A small sphere falls from rest in a viscous liquid. due to friction, heat is produced. find the relation between the rate of production of heat and the radius of sphere at terminal velocity

Answer 1

The forces acting on the sphere are :
Weight = 4/3πr³рg downwards
Buoyant force = 4/3πr³бg upwards
Viscous force = 6πηrν upwards
The sphere attains the terminal velocity v₍t₎ when the resultant force acting on it is zero. i-e,
4/3πr³рg = 4/3πr³бg + 6πηrv₍t₎
Solving above equation gives us the terminal velocity,
v₍t₎ = 2r²(р-б)g / 9η
The rate of heat generation is equal to the rate of work done by the viscous force which in turn is equal to its power. Thus,
dQ/dt = (6πηrv₍t₎) v₍t₎ = 8π(р-б)²g²r⁵ / 27η

Answer 2

Given :r is radius of sphere

vt=terminal velocity.

When a sphere is in liquid, it experience following  forces:

its weight=W=mg=(4/3)πr³ρg [d=m/v]

Buoyancy force=4/3πr³σg

Viscous fore upwards =6πηrvt

where η is coefficient of viscosity of liquid.
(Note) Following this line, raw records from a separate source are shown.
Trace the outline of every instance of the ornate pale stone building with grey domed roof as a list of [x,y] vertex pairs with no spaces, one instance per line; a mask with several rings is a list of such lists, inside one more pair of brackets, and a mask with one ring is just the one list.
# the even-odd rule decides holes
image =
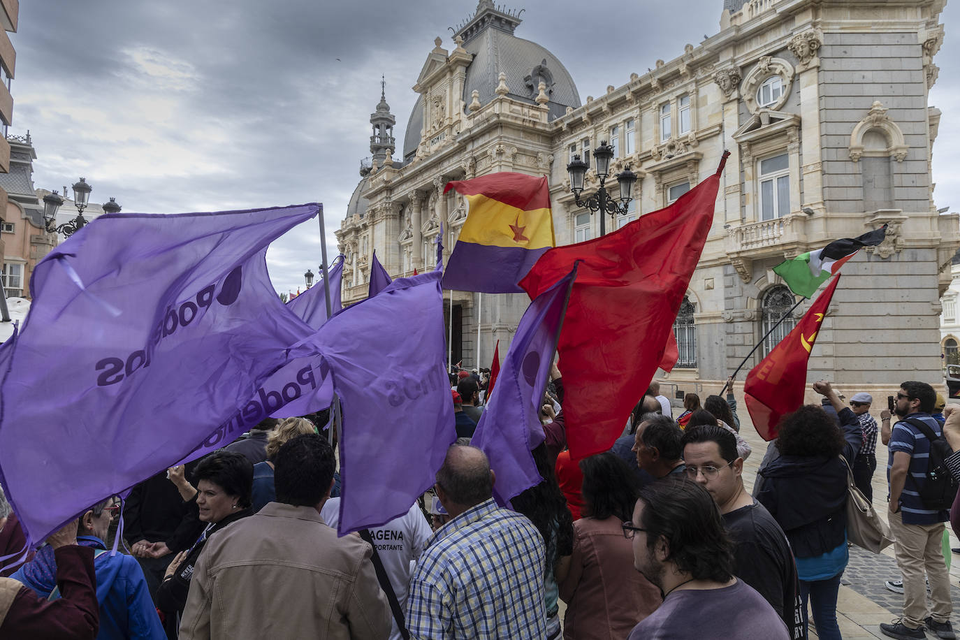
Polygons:
[[[438,37],[427,55],[402,154],[394,156],[382,96],[372,114],[372,166],[337,231],[348,256],[344,300],[365,296],[373,249],[392,275],[430,269],[443,222],[448,252],[467,215],[459,196],[443,194],[448,180],[546,174],[566,244],[599,230],[570,194],[573,154],[609,141],[611,173],[630,165],[639,177],[628,215],[608,221],[617,228],[679,198],[728,149],[714,225],[677,319],[681,360],[661,379],[683,391],[724,379],[794,302],[776,264],[888,224],[887,240],[844,268],[810,378],[876,391],[904,376],[939,382],[939,297],[960,245],[958,217],[937,211],[930,180],[941,113],[927,92],[944,4],[724,0],[718,34],[582,104],[560,60],[514,35],[518,13],[481,0],[453,48]],[[597,184],[589,171],[588,191]],[[451,297],[453,360],[465,366],[489,366],[527,304],[483,298]]]

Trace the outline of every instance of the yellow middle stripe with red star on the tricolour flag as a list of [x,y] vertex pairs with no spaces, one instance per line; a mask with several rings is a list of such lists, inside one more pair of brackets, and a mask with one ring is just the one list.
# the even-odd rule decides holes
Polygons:
[[459,240],[488,247],[556,246],[550,209],[524,211],[482,194],[465,198],[470,208]]

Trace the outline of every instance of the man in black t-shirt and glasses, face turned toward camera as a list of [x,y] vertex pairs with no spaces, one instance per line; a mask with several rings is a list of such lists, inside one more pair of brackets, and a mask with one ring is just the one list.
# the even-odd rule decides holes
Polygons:
[[792,638],[804,638],[793,553],[777,521],[744,488],[733,434],[719,426],[693,427],[683,442],[687,477],[708,490],[731,534],[733,575],[774,607]]

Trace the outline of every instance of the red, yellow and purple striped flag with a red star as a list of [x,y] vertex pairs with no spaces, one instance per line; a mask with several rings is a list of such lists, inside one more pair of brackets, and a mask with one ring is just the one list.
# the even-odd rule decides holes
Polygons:
[[446,183],[469,212],[444,271],[444,289],[520,293],[517,282],[556,245],[546,178],[500,172]]

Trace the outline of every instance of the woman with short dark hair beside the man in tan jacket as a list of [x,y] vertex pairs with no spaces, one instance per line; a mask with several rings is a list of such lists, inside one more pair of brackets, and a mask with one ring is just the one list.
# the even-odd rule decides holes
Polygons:
[[[253,464],[243,454],[229,451],[210,454],[197,464],[193,478],[197,492],[190,502],[200,521],[207,524],[197,541],[174,557],[156,589],[156,608],[166,616],[183,613],[193,567],[207,538],[231,522],[252,514]],[[181,494],[184,489],[180,486]]]

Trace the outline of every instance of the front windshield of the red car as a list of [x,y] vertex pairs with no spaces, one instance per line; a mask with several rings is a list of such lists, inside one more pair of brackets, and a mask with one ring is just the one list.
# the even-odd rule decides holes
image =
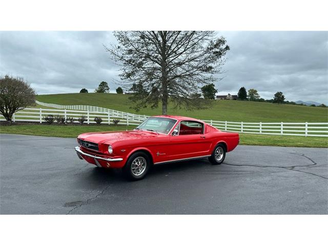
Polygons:
[[174,126],[176,120],[161,117],[150,117],[142,122],[136,130],[147,130],[163,134],[168,134]]

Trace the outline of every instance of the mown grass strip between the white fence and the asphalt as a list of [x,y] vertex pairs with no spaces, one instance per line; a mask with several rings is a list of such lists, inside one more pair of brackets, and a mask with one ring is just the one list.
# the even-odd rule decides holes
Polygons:
[[[134,127],[129,126],[128,129]],[[126,126],[58,126],[58,125],[14,125],[1,126],[0,133],[37,135],[49,137],[76,137],[84,132],[125,131]],[[239,134],[240,145],[328,148],[328,137],[301,137]]]

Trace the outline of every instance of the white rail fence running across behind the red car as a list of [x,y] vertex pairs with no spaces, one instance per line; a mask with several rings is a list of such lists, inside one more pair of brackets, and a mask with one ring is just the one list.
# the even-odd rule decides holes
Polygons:
[[[50,106],[47,106],[50,107]],[[136,115],[120,111],[108,110],[107,112],[99,112],[97,110],[80,110],[77,106],[74,109],[45,109],[45,108],[26,108],[16,112],[13,115],[13,121],[29,121],[29,122],[45,122],[44,117],[47,115],[61,115],[65,118],[74,118],[73,122],[81,115],[87,117],[86,124],[95,124],[95,117],[103,119],[101,124],[112,125],[113,119],[119,119],[118,125],[139,125],[147,117],[146,115]],[[89,106],[93,107],[93,106]],[[139,117],[138,117],[139,116]],[[0,114],[0,120],[5,118]],[[316,136],[328,137],[328,122],[236,122],[236,121],[219,121],[219,120],[203,120],[209,125],[227,132],[267,134],[267,135],[291,135],[291,136]]]

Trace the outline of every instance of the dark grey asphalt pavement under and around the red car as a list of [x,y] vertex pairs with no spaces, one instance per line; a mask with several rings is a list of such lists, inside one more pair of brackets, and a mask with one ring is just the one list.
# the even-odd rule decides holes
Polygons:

Sphere attains its terminal velocity when forces acting on it are balanced:

(4/3)πr³ρg =4/3πr³σg+6πηrvt

Solving the above equation for terminal velcoity we get :

vt=2r²(ρ-σ)g/9η
Rate of heat generation is equal to rate of work done[power]] by viscous forces .

dQ/dt=(6πηrvt)vt=8π(ρ-σ)² g² r⁵/27η